Northern Ireland

Former DUP aide and Vote Leave campaigner says Leo Varadkar setback relations with unionism by decades

Lee Reynolds argues that taoiseach was too much of a ‘cheerleader’ for Europe

Taoiseach Leo Varadkar has announced he is to step down as Taoiseach and as leader of his party, Fine Gael
Leo Varadkar has announced he is to step down as taoiseach and as leader of Fine Gael.
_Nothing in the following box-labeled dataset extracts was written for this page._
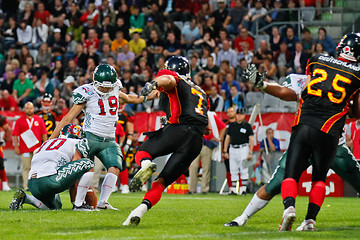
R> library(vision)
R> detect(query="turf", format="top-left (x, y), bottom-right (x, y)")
top-left (0, 192), bottom-right (360, 239)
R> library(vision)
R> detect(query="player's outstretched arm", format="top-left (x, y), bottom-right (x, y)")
top-left (49, 103), bottom-right (86, 139)
top-left (263, 83), bottom-right (297, 101)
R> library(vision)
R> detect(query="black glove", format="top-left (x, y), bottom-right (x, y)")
top-left (243, 63), bottom-right (267, 89)
top-left (139, 81), bottom-right (157, 98)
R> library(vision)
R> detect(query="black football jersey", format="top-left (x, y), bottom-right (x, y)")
top-left (294, 55), bottom-right (360, 136)
top-left (36, 110), bottom-right (59, 137)
top-left (157, 70), bottom-right (208, 126)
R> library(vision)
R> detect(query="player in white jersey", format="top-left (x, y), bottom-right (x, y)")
top-left (50, 64), bottom-right (155, 210)
top-left (224, 66), bottom-right (360, 231)
top-left (10, 124), bottom-right (94, 210)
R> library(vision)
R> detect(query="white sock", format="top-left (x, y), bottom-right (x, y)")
top-left (98, 173), bottom-right (117, 203)
top-left (25, 194), bottom-right (49, 210)
top-left (243, 193), bottom-right (270, 217)
top-left (75, 172), bottom-right (94, 207)
top-left (131, 203), bottom-right (148, 218)
top-left (141, 159), bottom-right (151, 168)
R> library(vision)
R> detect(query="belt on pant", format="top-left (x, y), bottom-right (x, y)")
top-left (231, 143), bottom-right (249, 148)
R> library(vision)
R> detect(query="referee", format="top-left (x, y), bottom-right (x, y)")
top-left (224, 108), bottom-right (254, 194)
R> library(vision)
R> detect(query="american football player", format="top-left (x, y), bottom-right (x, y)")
top-left (123, 56), bottom-right (208, 225)
top-left (10, 124), bottom-right (94, 211)
top-left (50, 64), bottom-right (156, 210)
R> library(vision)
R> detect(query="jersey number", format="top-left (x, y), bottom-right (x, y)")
top-left (191, 88), bottom-right (204, 115)
top-left (307, 68), bottom-right (351, 103)
top-left (98, 96), bottom-right (118, 116)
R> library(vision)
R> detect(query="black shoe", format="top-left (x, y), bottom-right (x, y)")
top-left (73, 202), bottom-right (96, 212)
top-left (224, 221), bottom-right (239, 227)
top-left (9, 189), bottom-right (26, 210)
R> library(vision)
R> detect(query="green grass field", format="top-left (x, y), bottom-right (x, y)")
top-left (0, 192), bottom-right (360, 239)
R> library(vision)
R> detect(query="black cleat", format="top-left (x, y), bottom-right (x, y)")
top-left (224, 221), bottom-right (239, 227)
top-left (9, 189), bottom-right (26, 210)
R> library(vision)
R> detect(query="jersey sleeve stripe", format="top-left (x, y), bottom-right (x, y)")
top-left (320, 105), bottom-right (349, 133)
top-left (166, 87), bottom-right (181, 124)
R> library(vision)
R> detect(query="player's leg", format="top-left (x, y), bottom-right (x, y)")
top-left (330, 144), bottom-right (360, 193)
top-left (123, 126), bottom-right (203, 225)
top-left (97, 141), bottom-right (125, 210)
top-left (296, 131), bottom-right (338, 231)
top-left (279, 125), bottom-right (310, 231)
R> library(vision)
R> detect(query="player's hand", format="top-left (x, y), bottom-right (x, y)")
top-left (243, 63), bottom-right (267, 88)
top-left (139, 81), bottom-right (157, 97)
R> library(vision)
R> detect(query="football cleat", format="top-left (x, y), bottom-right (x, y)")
top-left (73, 202), bottom-right (99, 212)
top-left (129, 161), bottom-right (156, 192)
top-left (279, 206), bottom-right (296, 232)
top-left (224, 221), bottom-right (239, 227)
top-left (296, 219), bottom-right (315, 232)
top-left (96, 202), bottom-right (119, 211)
top-left (9, 189), bottom-right (26, 210)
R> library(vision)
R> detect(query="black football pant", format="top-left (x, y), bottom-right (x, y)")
top-left (139, 124), bottom-right (206, 187)
top-left (284, 125), bottom-right (339, 182)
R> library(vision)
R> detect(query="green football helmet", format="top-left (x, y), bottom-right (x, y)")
top-left (93, 64), bottom-right (118, 96)
top-left (59, 123), bottom-right (85, 139)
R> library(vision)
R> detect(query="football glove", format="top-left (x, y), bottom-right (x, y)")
top-left (243, 63), bottom-right (267, 89)
top-left (139, 81), bottom-right (157, 98)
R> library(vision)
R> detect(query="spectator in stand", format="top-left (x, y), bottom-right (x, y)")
top-left (211, 0), bottom-right (229, 35)
top-left (74, 43), bottom-right (89, 70)
top-left (221, 72), bottom-right (241, 99)
top-left (237, 42), bottom-right (254, 63)
top-left (64, 59), bottom-right (83, 79)
top-left (284, 27), bottom-right (299, 54)
top-left (234, 27), bottom-right (255, 53)
top-left (31, 18), bottom-right (49, 49)
top-left (316, 27), bottom-right (336, 56)
top-left (223, 0), bottom-right (248, 35)
top-left (16, 20), bottom-right (32, 48)
top-left (163, 32), bottom-right (181, 58)
top-left (216, 39), bottom-right (237, 67)
top-left (243, 0), bottom-right (267, 35)
top-left (287, 42), bottom-right (310, 74)
top-left (12, 71), bottom-right (35, 107)
top-left (141, 17), bottom-right (161, 41)
top-left (312, 43), bottom-right (329, 56)
top-left (224, 85), bottom-right (245, 111)
top-left (130, 5), bottom-right (145, 31)
top-left (253, 40), bottom-right (272, 65)
top-left (301, 28), bottom-right (315, 56)
top-left (49, 0), bottom-right (66, 23)
top-left (116, 44), bottom-right (135, 69)
top-left (129, 31), bottom-right (146, 58)
top-left (208, 86), bottom-right (224, 112)
top-left (47, 28), bottom-right (66, 53)
top-left (111, 31), bottom-right (129, 54)
top-left (66, 17), bottom-right (83, 42)
top-left (13, 102), bottom-right (47, 191)
top-left (84, 29), bottom-right (100, 52)
top-left (274, 42), bottom-right (292, 77)
top-left (270, 26), bottom-right (283, 52)
top-left (80, 3), bottom-right (99, 26)
top-left (169, 0), bottom-right (192, 22)
top-left (32, 2), bottom-right (50, 26)
top-left (0, 90), bottom-right (19, 112)
top-left (19, 2), bottom-right (34, 25)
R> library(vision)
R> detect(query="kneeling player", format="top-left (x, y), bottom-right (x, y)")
top-left (10, 124), bottom-right (94, 211)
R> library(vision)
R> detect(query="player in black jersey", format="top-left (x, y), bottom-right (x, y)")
top-left (123, 57), bottom-right (208, 225)
top-left (279, 33), bottom-right (360, 231)
top-left (36, 93), bottom-right (60, 137)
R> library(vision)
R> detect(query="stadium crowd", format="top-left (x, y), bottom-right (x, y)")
top-left (0, 0), bottom-right (335, 114)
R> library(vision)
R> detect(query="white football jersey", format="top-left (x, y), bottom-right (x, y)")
top-left (73, 84), bottom-right (120, 138)
top-left (29, 138), bottom-right (83, 179)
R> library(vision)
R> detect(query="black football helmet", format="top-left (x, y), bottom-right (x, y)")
top-left (165, 56), bottom-right (191, 80)
top-left (336, 33), bottom-right (360, 63)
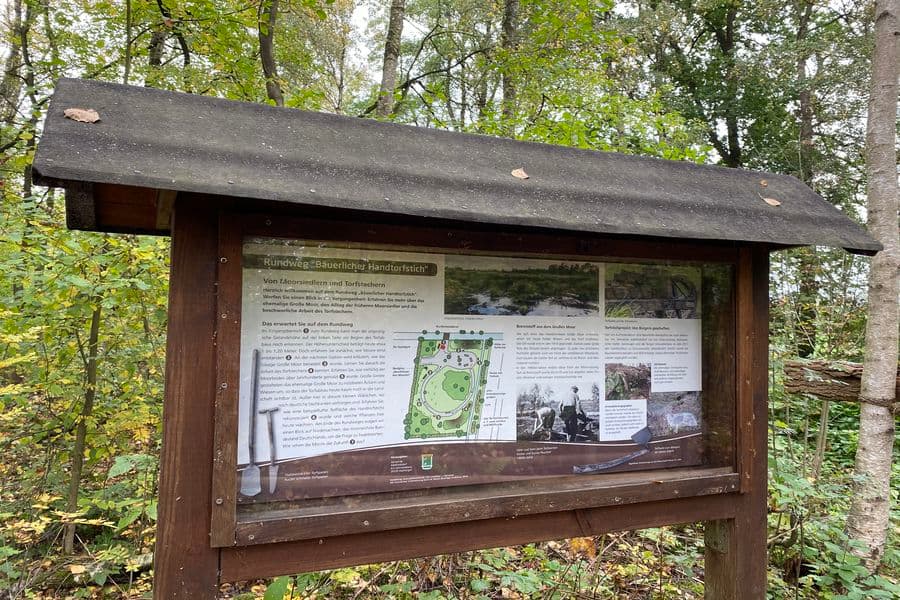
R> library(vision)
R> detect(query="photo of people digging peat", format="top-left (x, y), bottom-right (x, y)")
top-left (444, 255), bottom-right (600, 317)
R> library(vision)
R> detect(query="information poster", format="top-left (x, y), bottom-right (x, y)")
top-left (237, 238), bottom-right (702, 502)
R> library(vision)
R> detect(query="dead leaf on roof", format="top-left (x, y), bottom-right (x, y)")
top-left (757, 194), bottom-right (781, 206)
top-left (63, 108), bottom-right (100, 123)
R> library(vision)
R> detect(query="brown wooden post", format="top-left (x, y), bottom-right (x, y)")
top-left (153, 201), bottom-right (219, 600)
top-left (705, 247), bottom-right (769, 600)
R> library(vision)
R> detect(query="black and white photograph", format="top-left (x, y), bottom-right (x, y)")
top-left (516, 382), bottom-right (601, 442)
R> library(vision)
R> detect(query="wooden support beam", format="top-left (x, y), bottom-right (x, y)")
top-left (153, 197), bottom-right (219, 600)
top-left (705, 247), bottom-right (769, 600)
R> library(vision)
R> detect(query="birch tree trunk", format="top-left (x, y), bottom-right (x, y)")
top-left (375, 0), bottom-right (406, 117)
top-left (847, 0), bottom-right (900, 569)
top-left (257, 0), bottom-right (284, 106)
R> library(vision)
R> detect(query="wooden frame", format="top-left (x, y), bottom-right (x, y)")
top-left (156, 195), bottom-right (768, 598)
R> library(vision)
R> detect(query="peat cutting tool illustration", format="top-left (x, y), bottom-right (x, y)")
top-left (241, 348), bottom-right (262, 496)
top-left (572, 427), bottom-right (653, 474)
top-left (259, 406), bottom-right (278, 494)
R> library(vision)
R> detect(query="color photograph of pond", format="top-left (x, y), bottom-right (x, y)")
top-left (444, 256), bottom-right (600, 317)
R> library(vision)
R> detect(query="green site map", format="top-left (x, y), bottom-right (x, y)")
top-left (403, 331), bottom-right (494, 440)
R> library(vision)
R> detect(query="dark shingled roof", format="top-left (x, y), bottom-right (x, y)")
top-left (34, 79), bottom-right (881, 254)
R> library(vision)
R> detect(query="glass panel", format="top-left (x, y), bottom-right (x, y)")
top-left (237, 238), bottom-right (734, 504)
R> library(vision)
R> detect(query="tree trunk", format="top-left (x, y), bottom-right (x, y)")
top-left (257, 0), bottom-right (284, 106)
top-left (375, 0), bottom-right (406, 117)
top-left (847, 0), bottom-right (900, 569)
top-left (794, 0), bottom-right (825, 356)
top-left (0, 0), bottom-right (23, 126)
top-left (63, 298), bottom-right (100, 554)
top-left (500, 0), bottom-right (519, 127)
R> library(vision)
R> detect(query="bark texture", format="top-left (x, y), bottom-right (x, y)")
top-left (847, 0), bottom-right (900, 568)
top-left (784, 360), bottom-right (900, 402)
top-left (375, 0), bottom-right (406, 117)
top-left (257, 0), bottom-right (284, 106)
top-left (500, 0), bottom-right (519, 121)
top-left (63, 299), bottom-right (100, 554)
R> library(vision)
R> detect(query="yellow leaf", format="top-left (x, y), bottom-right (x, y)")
top-left (63, 107), bottom-right (100, 123)
top-left (756, 193), bottom-right (781, 206)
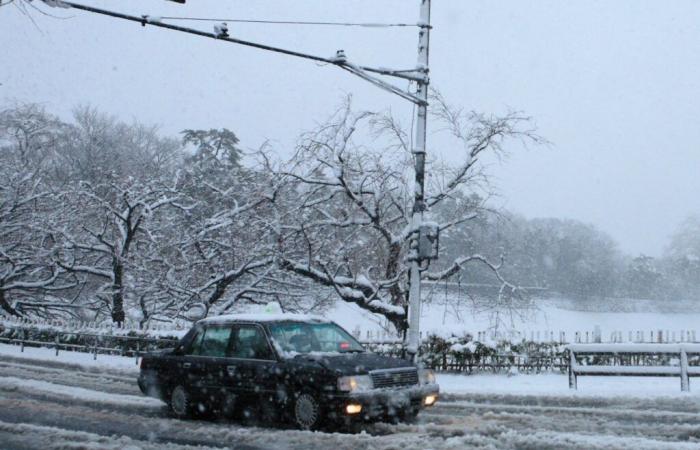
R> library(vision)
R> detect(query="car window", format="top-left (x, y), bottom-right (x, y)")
top-left (187, 329), bottom-right (204, 355)
top-left (192, 326), bottom-right (231, 358)
top-left (229, 325), bottom-right (274, 359)
top-left (270, 322), bottom-right (364, 353)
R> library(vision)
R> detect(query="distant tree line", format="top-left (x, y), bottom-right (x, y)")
top-left (434, 200), bottom-right (700, 301)
top-left (0, 101), bottom-right (700, 331)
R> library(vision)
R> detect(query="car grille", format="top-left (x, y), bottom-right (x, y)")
top-left (369, 367), bottom-right (418, 388)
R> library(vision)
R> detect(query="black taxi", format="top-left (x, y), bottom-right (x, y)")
top-left (138, 314), bottom-right (439, 429)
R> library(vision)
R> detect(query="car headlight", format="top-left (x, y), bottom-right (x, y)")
top-left (338, 375), bottom-right (373, 392)
top-left (418, 369), bottom-right (435, 384)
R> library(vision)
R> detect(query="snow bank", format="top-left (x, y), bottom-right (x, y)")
top-left (0, 344), bottom-right (139, 374)
top-left (436, 373), bottom-right (700, 399)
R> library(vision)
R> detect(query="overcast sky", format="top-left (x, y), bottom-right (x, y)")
top-left (0, 0), bottom-right (700, 255)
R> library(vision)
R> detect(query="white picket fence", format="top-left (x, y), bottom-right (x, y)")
top-left (353, 327), bottom-right (698, 344)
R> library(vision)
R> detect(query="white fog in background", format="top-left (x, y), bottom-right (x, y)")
top-left (0, 0), bottom-right (700, 255)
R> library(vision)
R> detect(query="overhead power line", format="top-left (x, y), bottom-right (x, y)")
top-left (161, 16), bottom-right (419, 28)
top-left (54, 1), bottom-right (427, 105)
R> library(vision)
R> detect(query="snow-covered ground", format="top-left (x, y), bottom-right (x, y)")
top-left (326, 298), bottom-right (700, 340)
top-left (0, 344), bottom-right (700, 450)
top-left (0, 344), bottom-right (700, 398)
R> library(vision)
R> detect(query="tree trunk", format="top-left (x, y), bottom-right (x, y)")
top-left (0, 289), bottom-right (22, 317)
top-left (112, 259), bottom-right (125, 326)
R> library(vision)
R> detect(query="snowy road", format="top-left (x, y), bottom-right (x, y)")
top-left (0, 356), bottom-right (700, 450)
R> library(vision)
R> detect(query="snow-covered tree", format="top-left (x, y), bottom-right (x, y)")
top-left (0, 105), bottom-right (76, 316)
top-left (279, 95), bottom-right (539, 332)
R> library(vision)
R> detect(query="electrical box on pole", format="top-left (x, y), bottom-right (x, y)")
top-left (418, 223), bottom-right (440, 260)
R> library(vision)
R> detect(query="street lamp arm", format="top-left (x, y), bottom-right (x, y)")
top-left (54, 1), bottom-right (425, 105)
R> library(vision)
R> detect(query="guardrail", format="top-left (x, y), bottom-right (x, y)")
top-left (566, 343), bottom-right (700, 392)
top-left (0, 323), bottom-right (178, 364)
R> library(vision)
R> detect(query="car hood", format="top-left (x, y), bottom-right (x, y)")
top-left (297, 352), bottom-right (415, 375)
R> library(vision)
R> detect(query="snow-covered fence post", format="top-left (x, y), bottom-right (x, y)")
top-left (681, 348), bottom-right (690, 392)
top-left (569, 349), bottom-right (578, 390)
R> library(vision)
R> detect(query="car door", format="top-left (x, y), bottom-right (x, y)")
top-left (190, 324), bottom-right (237, 405)
top-left (226, 324), bottom-right (278, 400)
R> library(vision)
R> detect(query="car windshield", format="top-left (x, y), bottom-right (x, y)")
top-left (270, 322), bottom-right (364, 353)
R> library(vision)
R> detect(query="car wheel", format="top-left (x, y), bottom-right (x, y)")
top-left (294, 392), bottom-right (321, 430)
top-left (170, 385), bottom-right (192, 419)
top-left (220, 392), bottom-right (239, 419)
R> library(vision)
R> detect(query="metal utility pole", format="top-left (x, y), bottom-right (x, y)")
top-left (406, 0), bottom-right (430, 358)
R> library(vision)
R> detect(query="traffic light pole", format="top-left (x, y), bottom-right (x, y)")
top-left (405, 0), bottom-right (430, 359)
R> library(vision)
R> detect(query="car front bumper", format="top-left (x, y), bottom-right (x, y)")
top-left (329, 384), bottom-right (440, 420)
PICTURE: NICK BRADSHAW/PA (Nick Bradshaw/PA)

The former DUP adviser who headed-up the regional campaign to leave the EU believes Leo Varadkar setback relations between unionism and the Irish government by decades.

Lee Reynolds, one-time aide to Arlene Foster and the regional co-ordinator for the Vote Leave campaign in 2016, said the Fine Gael leader’s “cheerleading” for the European Commission during the Brexit negotiations means unionism is distrustful of Dublin and that relations are “not much better than they were post-Anglo-Irish Agreement”.

The former leader of the DUP’s Belfast City Council group was speaking following Mr Varadkar’s shock resignation on Wednesday.

The newly-appointed Fine Gael became taoiseach in 2017 as the Brexit negotiations got underway and antagonised unionists with his often unyielding support for the European Commission.

Lee Reynolds
Former DUP adviser Lee Reynolds

He famously presented a copy of the Irish Times showing bombed customs posts to EU leaders to emphasise the importance of the border issue in Brexit and negotiated the Northern Ireland Protocol with Boris Johnson in 2019.

While he visited the Orange Order headquarters in Belfast and last year was welcomed at Windsor Park, home of Linfield FC, the Fine Gael leader became a hate figure among sections of loyalism.

The Loyalist Communities Council (LCC), a group which represents loyalist paramilitaries, said in 2021 that Irish government ministers and officials were not welcome in the north as long as difficulties over the Northern Ireland Protocol remained and the following year a sinister poster campaign in which the taoiseach’s image was accompanied by warnings of a return to violence.

Former North Belfast MP Lord Nigel Dodds on Wednesday described the departing Fine Gael leader as “one of the most unhelpful taoiseachs of recent years”.

“I think he fundamentally used Brexit as a means of trying to dismember the UK,” he told the News Letter.



Mr Reynolds said Mr Varadkar was “part of the first cohort of post-Belfast Agreement era” politicians from the Republic who “didn’t quite get it”, when it came to understanding unionism.

“They didn’t get the complexity of the peace process, and its lots of little checks, balances and relationships,” he told The Irish News.

“Whenever it came to a choice of trying to manage relationships with unionism and the UK, or going all in with the EU, I never got the sense it was a thought for them.”

He concedes that Brexit presented unprecedented problems for the Irish government but argues that “by their choices they helped make it more difficult”.

“Ireland could have had more of a role of mediator instead it became a European Commission cheerleader,” the former Belfast councillor said.

“They were signing up to things where they knew themselves it would completely burn the relationship with unionism, and they didn’t blink.”

He suggests that as a consequence of Mr Varadkar’s actions post Brexit, unionisms relationship with Dublin is “not much better than it was post Anglo Irish agreement”

“We have to treat the relationship with extreme caution and a good degree of suspicion,” he said.

“It was easy for the Varadkar-led Irish government to throw their lot in with the European Commission, that was an easy one for them but it had a whole series of negative consequences in terms of the relationship with unionism and the UK.”

However, the former DUP adviser said an opportunity now existed to “reset relations”.

His advice for the incoming taoiseach in regards to mending relations with unionists is to “deal with Northern Ireland, don’t deal with Northern Ireland how you think it will play out in the southern politics”.

“Sinn Féin will be defeated in the south on issues in the south not on what happens or doesn’t happen in Northern Ireland,” he said.